• Published 1st Nov 2012
  • 3,584 Views, 76 Comments

Black Angel - Zobeid



Nightmare Moon was defeated, but she's determined to fight her way back from the dream world.

  • ...
13
 76
 3,584

20 - Wings Wetted Down

Nim sighed as she pushed a mop. Standing on her hind legs, she had her front hooves wrapped around the mop handle, one of them looped into a strap to help keep the handle from getting away. It was awkward, though she preferred it over pushing the mop with her mouth.

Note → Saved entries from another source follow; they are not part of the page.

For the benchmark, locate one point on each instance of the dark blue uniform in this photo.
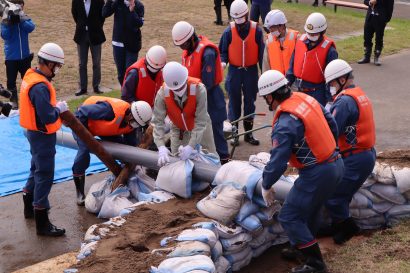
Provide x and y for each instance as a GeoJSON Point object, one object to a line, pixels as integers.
{"type": "Point", "coordinates": [99, 111]}
{"type": "Point", "coordinates": [316, 182]}
{"type": "Point", "coordinates": [318, 90]}
{"type": "Point", "coordinates": [240, 78]}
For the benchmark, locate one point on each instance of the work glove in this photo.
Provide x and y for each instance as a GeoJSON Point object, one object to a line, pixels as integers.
{"type": "Point", "coordinates": [268, 196]}
{"type": "Point", "coordinates": [163, 156]}
{"type": "Point", "coordinates": [62, 106]}
{"type": "Point", "coordinates": [185, 152]}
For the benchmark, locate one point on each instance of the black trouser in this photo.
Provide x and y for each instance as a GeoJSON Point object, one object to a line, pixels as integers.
{"type": "Point", "coordinates": [13, 67]}
{"type": "Point", "coordinates": [374, 24]}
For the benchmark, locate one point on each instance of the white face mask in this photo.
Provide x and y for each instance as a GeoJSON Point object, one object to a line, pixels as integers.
{"type": "Point", "coordinates": [312, 38]}
{"type": "Point", "coordinates": [239, 21]}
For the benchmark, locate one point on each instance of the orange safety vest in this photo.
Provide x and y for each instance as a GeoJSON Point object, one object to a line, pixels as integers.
{"type": "Point", "coordinates": [194, 61]}
{"type": "Point", "coordinates": [147, 88]}
{"type": "Point", "coordinates": [280, 55]}
{"type": "Point", "coordinates": [318, 136]}
{"type": "Point", "coordinates": [243, 53]}
{"type": "Point", "coordinates": [27, 111]}
{"type": "Point", "coordinates": [109, 127]}
{"type": "Point", "coordinates": [365, 129]}
{"type": "Point", "coordinates": [184, 118]}
{"type": "Point", "coordinates": [309, 65]}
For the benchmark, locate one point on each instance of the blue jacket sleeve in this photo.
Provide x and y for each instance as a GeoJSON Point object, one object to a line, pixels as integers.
{"type": "Point", "coordinates": [285, 133]}
{"type": "Point", "coordinates": [208, 68]}
{"type": "Point", "coordinates": [40, 98]}
{"type": "Point", "coordinates": [130, 84]}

She dropped the wet mop head into a pail, then pushed down a lever with her free hoof to squeeze dirty water out of it. Then she plopped the mop head back onto the floor and began to mop up more water from the aisle. Faintly audible was the drum of rain on the store’s roof, and the plip-plip of water dripping into buckets strategically placed under the leaky spots of the ceiling.

She turned — and her horn thwacked the shelf, sending some cans tumbling into the floor. “Stupid horn!” she cursed. Then she grumbled, “useless appendage…” She unhooked her hoof from the mop and began picking up the cans of “FOOD,” as each was marked in generic black text on a generic white label.

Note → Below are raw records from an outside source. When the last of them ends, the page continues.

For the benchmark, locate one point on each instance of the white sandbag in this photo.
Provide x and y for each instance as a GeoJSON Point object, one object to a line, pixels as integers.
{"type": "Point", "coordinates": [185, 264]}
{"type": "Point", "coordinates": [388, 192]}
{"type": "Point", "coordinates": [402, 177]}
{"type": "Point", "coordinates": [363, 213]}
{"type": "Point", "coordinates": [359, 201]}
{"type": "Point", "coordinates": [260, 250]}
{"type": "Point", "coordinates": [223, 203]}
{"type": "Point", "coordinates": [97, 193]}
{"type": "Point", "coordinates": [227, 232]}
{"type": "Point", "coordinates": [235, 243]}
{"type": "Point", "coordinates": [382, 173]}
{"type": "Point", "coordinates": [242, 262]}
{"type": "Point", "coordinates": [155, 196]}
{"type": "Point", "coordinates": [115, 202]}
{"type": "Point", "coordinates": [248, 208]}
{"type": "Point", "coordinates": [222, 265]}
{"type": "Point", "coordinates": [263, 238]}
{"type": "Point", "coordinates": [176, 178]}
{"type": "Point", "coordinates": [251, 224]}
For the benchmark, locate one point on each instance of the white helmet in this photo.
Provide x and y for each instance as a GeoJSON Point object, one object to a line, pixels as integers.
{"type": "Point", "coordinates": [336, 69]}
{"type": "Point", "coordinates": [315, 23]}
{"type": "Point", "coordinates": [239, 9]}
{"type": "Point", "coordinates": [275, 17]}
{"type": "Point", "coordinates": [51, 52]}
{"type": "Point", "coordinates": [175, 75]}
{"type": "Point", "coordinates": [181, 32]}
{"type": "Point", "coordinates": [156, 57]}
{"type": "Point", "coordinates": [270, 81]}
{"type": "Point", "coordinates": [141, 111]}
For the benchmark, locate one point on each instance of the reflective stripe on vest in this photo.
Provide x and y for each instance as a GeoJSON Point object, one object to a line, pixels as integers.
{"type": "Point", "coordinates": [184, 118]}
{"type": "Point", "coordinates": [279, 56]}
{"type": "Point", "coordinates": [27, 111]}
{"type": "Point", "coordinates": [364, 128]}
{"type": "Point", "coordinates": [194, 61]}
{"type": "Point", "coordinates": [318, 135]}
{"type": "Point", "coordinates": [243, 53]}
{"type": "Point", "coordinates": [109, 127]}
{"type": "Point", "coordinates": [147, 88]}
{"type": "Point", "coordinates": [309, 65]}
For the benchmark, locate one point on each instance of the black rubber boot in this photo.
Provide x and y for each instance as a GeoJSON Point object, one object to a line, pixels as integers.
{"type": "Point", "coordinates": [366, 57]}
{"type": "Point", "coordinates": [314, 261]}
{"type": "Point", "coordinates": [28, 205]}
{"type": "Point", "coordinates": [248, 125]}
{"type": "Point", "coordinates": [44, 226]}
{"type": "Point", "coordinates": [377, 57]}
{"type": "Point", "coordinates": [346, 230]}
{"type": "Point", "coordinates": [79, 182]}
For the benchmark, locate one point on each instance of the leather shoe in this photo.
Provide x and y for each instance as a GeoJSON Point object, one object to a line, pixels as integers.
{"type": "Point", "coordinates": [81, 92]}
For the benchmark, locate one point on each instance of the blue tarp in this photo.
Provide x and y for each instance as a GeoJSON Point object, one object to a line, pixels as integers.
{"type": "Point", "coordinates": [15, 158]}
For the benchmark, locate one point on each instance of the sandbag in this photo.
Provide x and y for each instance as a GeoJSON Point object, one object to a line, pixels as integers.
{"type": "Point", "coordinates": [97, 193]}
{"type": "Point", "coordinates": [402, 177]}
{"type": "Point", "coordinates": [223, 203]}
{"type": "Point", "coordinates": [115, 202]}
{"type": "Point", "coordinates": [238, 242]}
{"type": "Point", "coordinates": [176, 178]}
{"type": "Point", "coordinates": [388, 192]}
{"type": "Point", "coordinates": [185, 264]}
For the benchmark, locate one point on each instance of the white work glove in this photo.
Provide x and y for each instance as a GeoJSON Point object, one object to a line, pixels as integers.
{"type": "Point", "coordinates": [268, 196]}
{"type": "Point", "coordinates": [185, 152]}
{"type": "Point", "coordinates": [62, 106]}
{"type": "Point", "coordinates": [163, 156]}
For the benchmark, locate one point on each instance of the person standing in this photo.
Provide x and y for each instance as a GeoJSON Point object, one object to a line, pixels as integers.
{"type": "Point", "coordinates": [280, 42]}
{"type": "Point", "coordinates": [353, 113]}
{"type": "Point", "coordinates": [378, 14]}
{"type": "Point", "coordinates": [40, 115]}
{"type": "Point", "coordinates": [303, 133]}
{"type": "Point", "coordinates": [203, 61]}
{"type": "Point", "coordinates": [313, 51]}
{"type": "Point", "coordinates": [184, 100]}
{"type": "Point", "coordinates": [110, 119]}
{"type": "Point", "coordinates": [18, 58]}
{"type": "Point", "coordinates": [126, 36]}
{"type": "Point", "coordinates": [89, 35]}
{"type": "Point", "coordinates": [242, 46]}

Close by where she was working, a slate-gray pony was stacking cans into a large pyramid-like display. Like Nim, the other pony was wearing the store uniform: an apron-like bib and bow tie. Unlike Nim, this pony had on a pair of thick glasses and began happily singing a little tune as she stacked the cans:

Gimme a break! Gimme a break!
Break me off a piece of that Snik Snak bar!
Gimme a break! Gimme a break!
Break me off a piece of that Snik Snak bar!
You could keep it to yourself, but that wouldn’t be fair,
Because that blackstrap molasses taste is loved everywhere.
Gimme a break! Gimme…

“Slate, stop singing!”

The mare blinked at Nim. “What? I’m a singing gal.”

Nim swung the damp mop around so that it slapped Slate in the face. “I’m right here next to you and you’re bucking singing. Cut it out!”

Slate flinched and then wiped at her face with her pastern. “Sheesh! Why so tense, Nim?”

A more masculine voice called out, “Nim!”

The two mares glanced to the aisle where an older, dull brown stallion had approached while they bickered, and he was accompanied by a burly gnoll in a security guard uniform.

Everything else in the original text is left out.